Key Takeaways
The long-anticipated supply shock in crypto isn’t on the horizon—it’s already here.
Bitcoin (BTC) and Ethereum (ETH), the market’s two largest assets, are vanishing from centralized exchanges at a pace not seen in years.
According to on-chain data, Ethereum’s exchange balance has slipped below 4.9%—an all-time low—while Bitcoin’s sits around 7.1%, the lowest level since November 2018.
These drops reflect a clear behavioral shift: holders are moving coins off exchanges and into cold wallets or staking protocols, signaling stronger conviction and longer-term horizons.
This trend isn’t just academic.
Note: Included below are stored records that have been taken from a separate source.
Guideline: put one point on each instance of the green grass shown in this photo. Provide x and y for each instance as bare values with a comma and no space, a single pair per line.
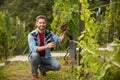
22,71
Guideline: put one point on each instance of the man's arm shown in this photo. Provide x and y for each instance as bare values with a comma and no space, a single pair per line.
48,46
63,36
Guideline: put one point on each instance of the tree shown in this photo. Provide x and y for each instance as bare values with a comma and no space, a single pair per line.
27,10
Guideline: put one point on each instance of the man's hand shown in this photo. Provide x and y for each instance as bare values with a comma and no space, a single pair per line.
50,45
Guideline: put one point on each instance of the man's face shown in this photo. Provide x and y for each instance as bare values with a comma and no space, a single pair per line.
41,24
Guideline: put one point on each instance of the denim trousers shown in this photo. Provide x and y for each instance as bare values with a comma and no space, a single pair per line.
46,64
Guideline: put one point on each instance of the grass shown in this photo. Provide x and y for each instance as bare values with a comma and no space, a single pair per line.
22,71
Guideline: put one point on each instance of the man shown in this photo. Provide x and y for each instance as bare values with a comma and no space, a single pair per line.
40,42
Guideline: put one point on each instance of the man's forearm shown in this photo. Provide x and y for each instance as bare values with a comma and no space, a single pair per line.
41,48
62,37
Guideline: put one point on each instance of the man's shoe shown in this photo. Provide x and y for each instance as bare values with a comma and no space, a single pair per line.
35,77
41,71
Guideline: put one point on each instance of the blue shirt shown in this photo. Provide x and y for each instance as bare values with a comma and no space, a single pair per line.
34,41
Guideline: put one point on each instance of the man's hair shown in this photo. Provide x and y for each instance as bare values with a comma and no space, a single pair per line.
40,17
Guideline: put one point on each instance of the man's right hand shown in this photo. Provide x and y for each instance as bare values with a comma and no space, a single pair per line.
50,45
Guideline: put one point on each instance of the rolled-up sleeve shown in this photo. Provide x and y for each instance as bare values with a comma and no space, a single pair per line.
56,38
32,43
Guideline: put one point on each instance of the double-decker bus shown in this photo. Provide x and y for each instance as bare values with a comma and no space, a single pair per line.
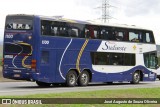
50,51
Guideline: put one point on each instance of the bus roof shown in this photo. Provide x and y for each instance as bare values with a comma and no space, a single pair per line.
54,18
93,23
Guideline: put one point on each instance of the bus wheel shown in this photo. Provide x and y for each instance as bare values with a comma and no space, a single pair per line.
42,84
71,78
135,78
83,79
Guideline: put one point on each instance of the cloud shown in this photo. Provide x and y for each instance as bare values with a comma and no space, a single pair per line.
141,7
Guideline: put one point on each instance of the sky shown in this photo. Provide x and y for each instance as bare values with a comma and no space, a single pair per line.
143,13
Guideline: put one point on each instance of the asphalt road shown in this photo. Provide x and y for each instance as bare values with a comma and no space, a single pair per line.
27,88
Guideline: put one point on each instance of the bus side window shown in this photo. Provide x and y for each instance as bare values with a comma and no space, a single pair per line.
133,36
44,57
149,38
119,35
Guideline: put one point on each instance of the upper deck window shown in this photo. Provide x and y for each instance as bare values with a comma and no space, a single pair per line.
18,23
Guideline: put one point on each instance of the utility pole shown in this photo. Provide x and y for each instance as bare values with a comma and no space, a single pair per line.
105,11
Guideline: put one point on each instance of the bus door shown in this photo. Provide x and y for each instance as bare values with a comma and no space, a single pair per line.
48,65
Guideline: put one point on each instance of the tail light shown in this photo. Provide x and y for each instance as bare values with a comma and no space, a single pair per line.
33,64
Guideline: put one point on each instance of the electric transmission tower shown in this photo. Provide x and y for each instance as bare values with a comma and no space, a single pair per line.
106,11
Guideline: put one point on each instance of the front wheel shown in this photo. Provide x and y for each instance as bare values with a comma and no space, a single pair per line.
71,78
83,79
135,78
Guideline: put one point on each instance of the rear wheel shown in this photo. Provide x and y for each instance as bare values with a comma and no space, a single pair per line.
83,79
43,84
71,78
135,77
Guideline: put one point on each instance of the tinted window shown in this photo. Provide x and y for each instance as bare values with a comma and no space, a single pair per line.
54,28
150,60
104,58
13,23
44,57
19,48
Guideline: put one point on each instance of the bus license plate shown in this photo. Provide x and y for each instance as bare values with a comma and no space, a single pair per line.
16,75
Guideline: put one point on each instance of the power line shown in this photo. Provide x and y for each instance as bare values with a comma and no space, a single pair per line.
106,11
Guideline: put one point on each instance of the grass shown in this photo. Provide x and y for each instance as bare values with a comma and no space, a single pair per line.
122,93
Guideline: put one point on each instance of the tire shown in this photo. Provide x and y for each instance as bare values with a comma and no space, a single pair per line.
71,78
109,83
43,84
135,78
83,79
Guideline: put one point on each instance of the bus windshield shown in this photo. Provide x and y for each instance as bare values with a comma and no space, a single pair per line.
18,24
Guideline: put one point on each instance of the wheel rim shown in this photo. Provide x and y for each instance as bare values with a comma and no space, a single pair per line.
72,78
84,78
136,77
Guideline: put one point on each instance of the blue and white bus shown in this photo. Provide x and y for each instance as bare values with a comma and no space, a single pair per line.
50,51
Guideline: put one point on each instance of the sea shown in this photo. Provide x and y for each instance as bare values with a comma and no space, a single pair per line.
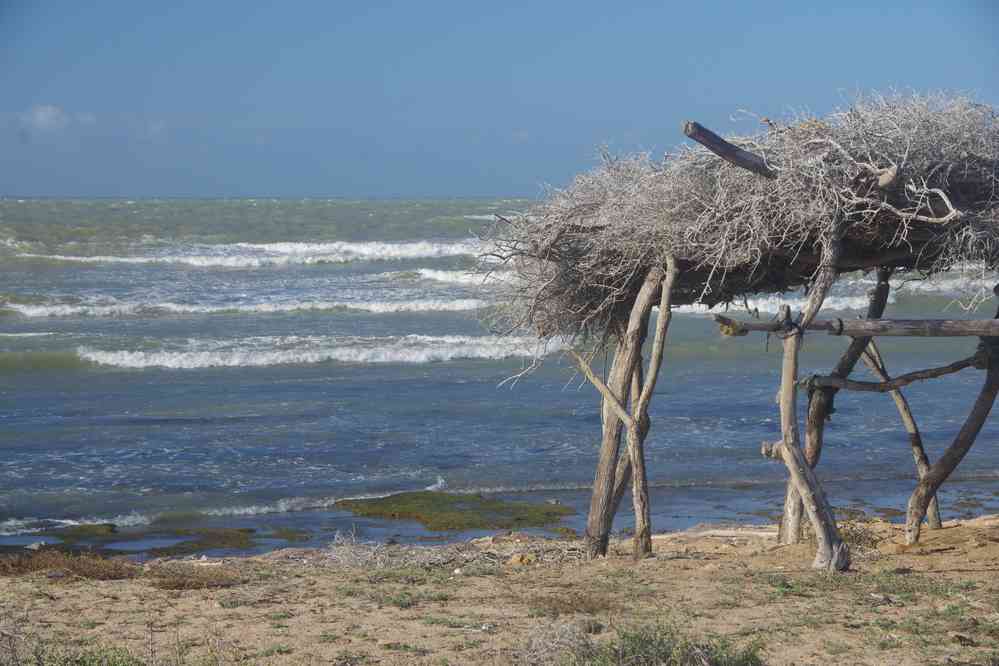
249,362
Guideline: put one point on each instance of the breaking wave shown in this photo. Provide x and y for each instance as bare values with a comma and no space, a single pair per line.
266,351
771,304
259,255
126,309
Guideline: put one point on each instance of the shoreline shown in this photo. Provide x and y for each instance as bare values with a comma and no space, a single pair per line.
518,599
674,509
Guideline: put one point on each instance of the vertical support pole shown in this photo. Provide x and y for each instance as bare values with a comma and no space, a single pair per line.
820,408
929,484
832,553
626,356
872,357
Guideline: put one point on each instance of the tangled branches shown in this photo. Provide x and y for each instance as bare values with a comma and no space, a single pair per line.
906,181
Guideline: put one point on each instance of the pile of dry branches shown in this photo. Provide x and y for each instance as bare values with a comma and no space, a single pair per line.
906,181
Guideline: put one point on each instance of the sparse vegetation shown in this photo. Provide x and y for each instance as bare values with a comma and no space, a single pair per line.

In previous bull cycles, declining exchange supply has correlated with reduced sell pressure and increased price responsiveness.
When coins dry up on the open market, demand has less resistance to push prices higher.
For Ethereum, the shift is mostly tied to staking.
More ETH is now locked in validator nodes, which not only strengthens the network but also shrinks available liquidity, another driver of volatility and, potentially, upward momentum.
On the Bitcoin side, the story is largely institutional.
Fueling this new phase of the supply shock is the surge in market optimism during May.
Bitcoin and Ethereum have bounced more than 30% from their April lows, kicking off a fresh wave of demand.
A big part of that demand is coming from ETFs. Spot Bitcoin and Ethereum funds have absorbed billions in inflows in recent weeks, pushing institutions to buy aggressively—and often off-exchange.
According to CryptoQuant , exchange reserves have dropped 21% in 2025 alone.
More than 600,000 BTC were withdrawn this year, with 40% of that movement occurring after the U.S. elections.
By May 2025, exchange-held BTC sat around 2.4 million—down nearly a million coins in just two years.
One standout signal: a massive 110,000 BTC outflow in a single month earlier this year.
That kind of movement typically accompanies strong bullish sentiment from long-term holders.